THE CALL: A Wrong Number With Schizoid Tendencies

Ever see a film that feels like half of a good movie mixed up with a half of a bad movie? The Call embodies that sort of strange dichotomy, offering a treatment of a high concept premise that matches every good instinct as to how it should play out with a equal number of bafflingly bad choices.

The premise revolves around the Los Angeles call center that handles all 911 calls. Jordan (Halle Berry) is a veteran 911 operator going about her daily work when she gets a call from a young woman being stalked in her house by an intruder. When the girl gets disconnected, Jordan breaks the rules and calls her back - thus tipping off the killer to the girl's location. She listens on in horror as the intruder brutally murders the girl.

Months later, Jordan is working as a supervisor and avoiding doing calls when one of the new operators gets a frantic call she can't handle. Jordan jumps in to pick up the slack and is introduced to Casey (Abigail Breslin), a young girl who has been chloroformed and thrown in a trunk by a kidnapper. She struggles to help the girl out of her predicament as the kidnapper tries to outwit her and the L.A.P.D. When Jordan realizes the kidnapper is the same man who murdered that girl months ago, she vows not to let it happen again.

The plot is a solid enough high-concept premise but it has notable flaws, some of them added by the treatment it gets in Richard D'Ovidio's script. For starters, the premise hinges on an experienced 911 call operator making the dumbest of rookie mistakes to kick-start the plot. The story also suffers from thin, sometimes cartoonish characterizations: Jordan and Casey are competently drawn if a bit dull, the killer gets progressively more ridiculous as the film goes along and every supporting character is a cardboard cutout.
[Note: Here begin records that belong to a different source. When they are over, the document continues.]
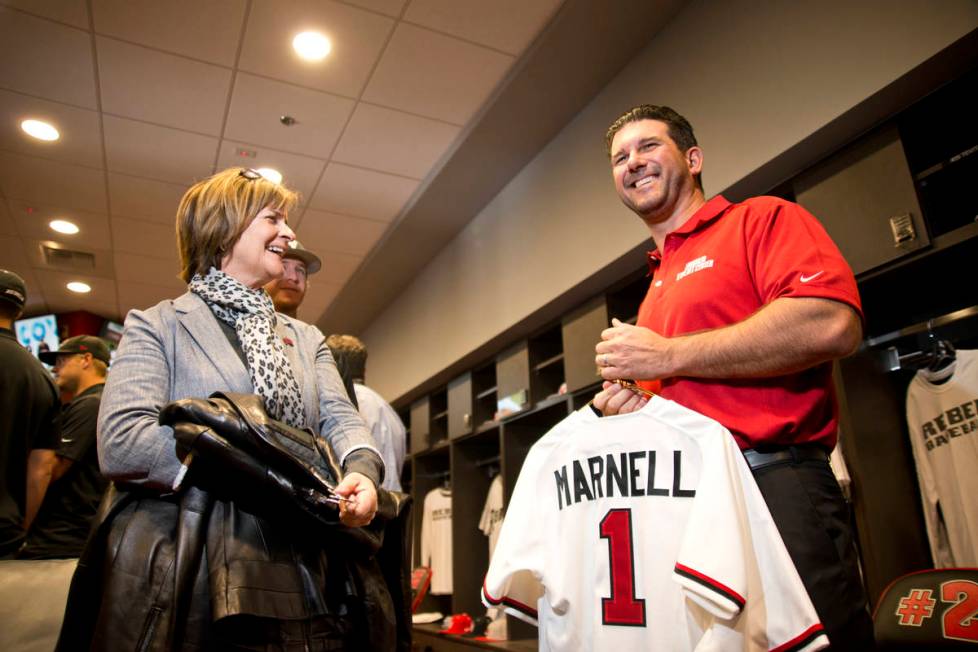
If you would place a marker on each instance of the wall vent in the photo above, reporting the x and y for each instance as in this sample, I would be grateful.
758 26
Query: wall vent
67 258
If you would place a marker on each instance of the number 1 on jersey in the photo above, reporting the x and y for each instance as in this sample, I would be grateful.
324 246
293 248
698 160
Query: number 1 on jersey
622 608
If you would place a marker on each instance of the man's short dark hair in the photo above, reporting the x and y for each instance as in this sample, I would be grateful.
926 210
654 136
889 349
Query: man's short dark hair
350 355
680 130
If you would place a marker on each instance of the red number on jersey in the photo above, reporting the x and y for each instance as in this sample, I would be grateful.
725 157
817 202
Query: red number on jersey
622 608
961 620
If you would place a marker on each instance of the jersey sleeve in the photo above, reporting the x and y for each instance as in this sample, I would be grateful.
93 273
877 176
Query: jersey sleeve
516 576
937 537
734 564
485 521
426 524
791 255
711 563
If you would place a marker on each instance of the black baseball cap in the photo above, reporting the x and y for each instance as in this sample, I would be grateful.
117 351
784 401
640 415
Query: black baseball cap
12 288
297 251
79 344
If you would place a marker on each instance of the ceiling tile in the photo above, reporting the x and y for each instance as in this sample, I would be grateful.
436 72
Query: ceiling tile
183 93
144 199
53 285
258 103
508 25
14 257
144 238
51 182
392 141
46 59
300 173
64 303
203 30
388 7
73 12
102 266
7 228
32 222
337 267
140 296
357 37
157 152
81 133
133 268
435 75
323 233
362 193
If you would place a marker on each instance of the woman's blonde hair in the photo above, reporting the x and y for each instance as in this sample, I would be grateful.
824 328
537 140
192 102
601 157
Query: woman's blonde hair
215 212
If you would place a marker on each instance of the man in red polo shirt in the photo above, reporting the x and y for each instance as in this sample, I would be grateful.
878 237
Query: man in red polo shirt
748 306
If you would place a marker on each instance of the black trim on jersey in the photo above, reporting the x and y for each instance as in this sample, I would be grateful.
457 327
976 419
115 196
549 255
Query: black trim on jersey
805 638
631 552
509 602
711 584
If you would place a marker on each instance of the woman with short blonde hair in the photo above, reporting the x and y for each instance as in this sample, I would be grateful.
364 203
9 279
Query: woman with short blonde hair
262 583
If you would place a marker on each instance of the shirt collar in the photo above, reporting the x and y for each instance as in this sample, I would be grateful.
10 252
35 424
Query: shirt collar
706 214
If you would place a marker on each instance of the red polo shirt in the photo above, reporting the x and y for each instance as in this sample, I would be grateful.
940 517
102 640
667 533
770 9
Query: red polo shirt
720 267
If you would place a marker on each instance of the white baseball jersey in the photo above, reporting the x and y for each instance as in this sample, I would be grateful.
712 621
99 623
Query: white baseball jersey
492 513
648 532
436 539
943 423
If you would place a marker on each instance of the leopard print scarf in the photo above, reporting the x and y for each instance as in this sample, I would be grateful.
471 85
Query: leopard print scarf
252 315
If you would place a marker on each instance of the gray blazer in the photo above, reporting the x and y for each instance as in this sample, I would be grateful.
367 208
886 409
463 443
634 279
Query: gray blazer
176 350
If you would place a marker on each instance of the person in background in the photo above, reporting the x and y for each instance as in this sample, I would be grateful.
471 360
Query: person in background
28 412
289 291
62 524
386 427
749 304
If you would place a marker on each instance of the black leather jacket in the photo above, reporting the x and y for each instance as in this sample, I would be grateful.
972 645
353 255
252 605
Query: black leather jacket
199 570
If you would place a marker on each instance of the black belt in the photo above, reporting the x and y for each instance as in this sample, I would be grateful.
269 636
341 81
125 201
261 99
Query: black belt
757 460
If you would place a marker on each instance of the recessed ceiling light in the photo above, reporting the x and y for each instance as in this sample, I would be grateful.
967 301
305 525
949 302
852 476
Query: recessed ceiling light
311 46
40 130
271 174
63 226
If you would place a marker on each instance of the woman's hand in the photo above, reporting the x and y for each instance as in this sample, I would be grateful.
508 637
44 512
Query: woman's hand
362 494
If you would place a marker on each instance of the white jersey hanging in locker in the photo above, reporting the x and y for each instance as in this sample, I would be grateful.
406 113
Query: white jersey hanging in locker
647 532
943 421
436 539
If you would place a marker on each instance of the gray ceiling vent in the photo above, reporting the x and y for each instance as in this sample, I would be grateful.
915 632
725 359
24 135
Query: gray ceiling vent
67 258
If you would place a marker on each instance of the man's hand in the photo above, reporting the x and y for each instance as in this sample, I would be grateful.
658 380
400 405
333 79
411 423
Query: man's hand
362 493
633 352
615 399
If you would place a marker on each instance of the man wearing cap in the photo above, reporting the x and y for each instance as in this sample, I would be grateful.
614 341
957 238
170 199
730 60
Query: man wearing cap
62 524
288 291
28 412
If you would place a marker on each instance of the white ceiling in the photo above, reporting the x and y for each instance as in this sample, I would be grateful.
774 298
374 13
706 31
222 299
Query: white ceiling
151 96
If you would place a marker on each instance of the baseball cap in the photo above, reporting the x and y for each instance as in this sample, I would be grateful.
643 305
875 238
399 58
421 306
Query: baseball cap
12 288
79 344
297 251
That said, once Casey is in the trunk and calling Jordan for help, The Call has a good stretch of about 45 minutes where it really cooks as a thriller. Brad Anderson served as director here and brings a stripped-down, jittery feel to the suspense mechanics, making effective, unnerving use of extreme closeups and fast editing. It's kind of sad to see a director of this pedigree (Session 9, Transsiberian) being wasted on a potboiler but he makes the most of his work here. Berry and Breslin both do good work during this section of the film - this is doubly impressive for Berry when you consider that she spends the film saddled with a ridiculous "Sideshow Bob" wig that should have never been allowed in front of a camera.

However, The Call reaches the end of this quality stretch when it reaches its third act - and everything goes haywire. The strength of the film up to this point was that Jordan could only rely on her wits and skills as an operator to aid the victim - and the film's creative team makes the dumb decision of making her turn vigilante once it seems the killer might get away. She breaks all rules of logic by going off alone to track down the killer without telling anyone else - and her visit to the killer's lair is both lurid and cliched, relying heavily on borrowed imagery and staging from Silence Of The Lambs (the camera also lingers in a disturbing way on teenage Breslin in just a bra and jeans). To add insult to injury, the "surprise" coda betrays everything the film has established about its heroines for a really dumb, kneejerk jolt.

In short, The Call is frustrating because it could have avoided all of its mistakes with a rewrite. Berry and Breslin deserved better for their hard work, not to mention a good cast of mostly wasted supporting actors like Roma Maffia, Morris Chestnut and Michael Imperioli. Anderson's direction is solid throughout but can't overcome the thin script and ridiculous third-act story decisions. The results are easy enough to watch as they unfurl - but the sum total will leave you unsatisfied.